Il tribunale militare di Ofer ha emesso, il 2 maggio 2016, un ordine di detenzione amministrativa contro il giornalista Omar Nazzal. La detenzione amministrativa terminerà il 22 agosto 2016, ma può essere rinnovata a tempo indeterminato.
Le forze di occupazione hanno arrestato il giornalista Omar Nazzal, membro del sindacato generale dei giornalisti palestinesi e presidente dell’ unione democratica dei giornalisti, il ​​23 aprile 2016, mentre era in viaggio per partecipare al General Meeting della federazione europea dei giornalisti.
Addameer Prisoner Support e le associazioni per i diritti umani condannano gli arresti di giornalisti, continui e sistematici, tra cui il signor Nazzal, in contrasto con la libertà internazionale di espressione e di movimento. I giornalisti continuano ad essere presi di mira per praticare la loro professione, i reportage e per indagare contro le violazioni dei diritti umani nella Palestina occupata.

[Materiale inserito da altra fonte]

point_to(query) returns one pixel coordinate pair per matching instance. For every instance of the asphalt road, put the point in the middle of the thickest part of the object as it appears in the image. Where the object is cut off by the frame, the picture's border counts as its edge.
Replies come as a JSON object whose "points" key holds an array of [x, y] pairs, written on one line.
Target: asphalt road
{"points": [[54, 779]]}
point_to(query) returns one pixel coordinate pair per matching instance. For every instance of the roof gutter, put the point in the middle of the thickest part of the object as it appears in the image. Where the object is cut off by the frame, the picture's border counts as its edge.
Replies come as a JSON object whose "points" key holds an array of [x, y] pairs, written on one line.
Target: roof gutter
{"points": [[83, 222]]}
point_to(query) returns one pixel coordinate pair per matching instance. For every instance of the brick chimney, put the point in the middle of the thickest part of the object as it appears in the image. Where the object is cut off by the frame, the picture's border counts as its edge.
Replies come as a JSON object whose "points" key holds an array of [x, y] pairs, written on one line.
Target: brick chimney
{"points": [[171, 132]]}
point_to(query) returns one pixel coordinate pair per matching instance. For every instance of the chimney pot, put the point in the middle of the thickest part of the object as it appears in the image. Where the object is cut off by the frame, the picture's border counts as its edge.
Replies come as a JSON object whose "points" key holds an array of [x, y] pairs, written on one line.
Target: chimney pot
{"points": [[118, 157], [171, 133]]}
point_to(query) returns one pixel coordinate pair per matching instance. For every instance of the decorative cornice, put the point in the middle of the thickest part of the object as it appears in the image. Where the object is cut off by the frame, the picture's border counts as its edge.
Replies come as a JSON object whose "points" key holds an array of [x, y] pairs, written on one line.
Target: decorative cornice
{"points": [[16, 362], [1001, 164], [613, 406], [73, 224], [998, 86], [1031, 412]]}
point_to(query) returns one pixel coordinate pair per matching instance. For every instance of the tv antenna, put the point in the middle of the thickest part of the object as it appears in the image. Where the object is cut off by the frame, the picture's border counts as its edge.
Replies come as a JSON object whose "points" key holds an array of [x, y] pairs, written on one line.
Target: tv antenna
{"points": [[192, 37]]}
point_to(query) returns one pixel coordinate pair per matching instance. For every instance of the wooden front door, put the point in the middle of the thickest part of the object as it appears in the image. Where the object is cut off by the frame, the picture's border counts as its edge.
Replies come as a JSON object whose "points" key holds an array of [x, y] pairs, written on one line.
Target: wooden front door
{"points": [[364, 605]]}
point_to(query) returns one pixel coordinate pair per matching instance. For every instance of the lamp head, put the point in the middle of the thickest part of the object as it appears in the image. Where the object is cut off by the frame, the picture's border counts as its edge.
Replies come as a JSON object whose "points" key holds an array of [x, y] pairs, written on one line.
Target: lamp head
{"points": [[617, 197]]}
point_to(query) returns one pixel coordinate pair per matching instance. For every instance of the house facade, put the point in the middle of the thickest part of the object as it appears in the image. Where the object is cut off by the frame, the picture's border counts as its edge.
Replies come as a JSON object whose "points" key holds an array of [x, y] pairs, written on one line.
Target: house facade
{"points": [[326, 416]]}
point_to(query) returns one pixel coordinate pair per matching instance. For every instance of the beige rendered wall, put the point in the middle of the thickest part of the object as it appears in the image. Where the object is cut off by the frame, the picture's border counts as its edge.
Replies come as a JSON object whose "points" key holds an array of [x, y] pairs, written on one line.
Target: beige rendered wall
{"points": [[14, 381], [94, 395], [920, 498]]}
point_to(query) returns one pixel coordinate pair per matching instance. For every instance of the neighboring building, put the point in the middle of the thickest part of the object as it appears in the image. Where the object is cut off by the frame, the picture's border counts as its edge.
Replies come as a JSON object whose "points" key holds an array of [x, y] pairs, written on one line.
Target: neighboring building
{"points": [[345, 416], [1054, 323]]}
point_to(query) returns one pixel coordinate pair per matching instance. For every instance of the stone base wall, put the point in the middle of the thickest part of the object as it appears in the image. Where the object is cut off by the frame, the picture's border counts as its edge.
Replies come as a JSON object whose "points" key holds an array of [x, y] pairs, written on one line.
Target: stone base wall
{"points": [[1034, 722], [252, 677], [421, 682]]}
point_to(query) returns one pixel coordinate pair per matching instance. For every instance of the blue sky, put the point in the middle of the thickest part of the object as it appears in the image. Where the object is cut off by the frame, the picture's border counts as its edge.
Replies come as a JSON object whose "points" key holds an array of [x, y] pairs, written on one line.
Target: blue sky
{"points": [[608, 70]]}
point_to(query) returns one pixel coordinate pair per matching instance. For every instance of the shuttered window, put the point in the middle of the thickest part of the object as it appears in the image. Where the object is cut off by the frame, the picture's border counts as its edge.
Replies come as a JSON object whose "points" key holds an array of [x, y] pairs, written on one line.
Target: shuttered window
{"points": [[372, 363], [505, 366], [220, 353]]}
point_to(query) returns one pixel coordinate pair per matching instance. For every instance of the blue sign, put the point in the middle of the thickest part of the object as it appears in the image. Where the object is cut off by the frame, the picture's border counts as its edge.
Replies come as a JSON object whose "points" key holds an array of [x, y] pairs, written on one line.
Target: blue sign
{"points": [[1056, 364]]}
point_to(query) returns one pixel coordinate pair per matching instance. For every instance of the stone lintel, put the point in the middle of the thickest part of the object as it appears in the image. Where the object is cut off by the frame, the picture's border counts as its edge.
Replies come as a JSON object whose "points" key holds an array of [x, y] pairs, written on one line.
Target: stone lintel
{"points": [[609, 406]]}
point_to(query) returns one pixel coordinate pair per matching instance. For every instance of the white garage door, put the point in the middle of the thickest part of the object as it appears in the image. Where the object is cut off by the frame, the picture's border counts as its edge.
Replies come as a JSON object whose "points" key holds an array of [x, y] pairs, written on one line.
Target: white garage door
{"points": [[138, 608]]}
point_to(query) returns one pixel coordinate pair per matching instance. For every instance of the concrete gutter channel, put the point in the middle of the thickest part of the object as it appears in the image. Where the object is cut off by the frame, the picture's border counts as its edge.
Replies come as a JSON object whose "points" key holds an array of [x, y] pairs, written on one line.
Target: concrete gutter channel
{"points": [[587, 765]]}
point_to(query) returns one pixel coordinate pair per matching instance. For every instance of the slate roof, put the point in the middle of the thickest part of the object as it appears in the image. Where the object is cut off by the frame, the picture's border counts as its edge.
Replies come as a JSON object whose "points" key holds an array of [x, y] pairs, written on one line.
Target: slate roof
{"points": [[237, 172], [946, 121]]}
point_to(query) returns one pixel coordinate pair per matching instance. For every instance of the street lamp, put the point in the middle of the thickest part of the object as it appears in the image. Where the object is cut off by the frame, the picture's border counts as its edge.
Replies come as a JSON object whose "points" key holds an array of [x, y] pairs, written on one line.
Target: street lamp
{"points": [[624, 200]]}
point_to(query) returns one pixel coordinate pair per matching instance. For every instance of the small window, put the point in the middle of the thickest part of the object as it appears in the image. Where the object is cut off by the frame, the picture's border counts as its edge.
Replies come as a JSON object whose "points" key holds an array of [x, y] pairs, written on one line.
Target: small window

Nei territori palestinesi occupati della West Bank, l’esercito israeliano è autorizzato ad emettere ordini di detenzione amministrativa contro i civili palestinesi sulla base dell’articolo 285 dell’ ordine militare del 1651. In questo articolo si autorizzano i comandanti militari a trattenere una persona per un massimo di sei mesi rinnovabili se ci sono “ragionevoli motivi per presumere che la sicurezza del territorio o la sicurezza pubblica siano in pericolo”. Non viene data alcuna definizione di “sicurezza del territorio” o “sicurezza pubblica”. Il giorno della scadenza o appena prima della data di scadenza, l’ordine di detenzione è spesso rinnovato; non vi è alcun limite esplicito alla quantità massima di tempo per cui un individuo può essere detenuto in detenzione amministrativa, lasciando spazio ad una detenzione a tempo indeterminato.
Gli ordini di detenzione amministrativa sono emessi sia al momento dell’arresto sia in un momento successivo e sono spesso basati su “informazioni segrete” raccolte dall’agenzia per la sicurezza di Israele. Né il detenuto né il suo avvocato vengono mai informati dei motivi della detenzione e a nessuno di loro viene dato accesso a “informazioni segrete”.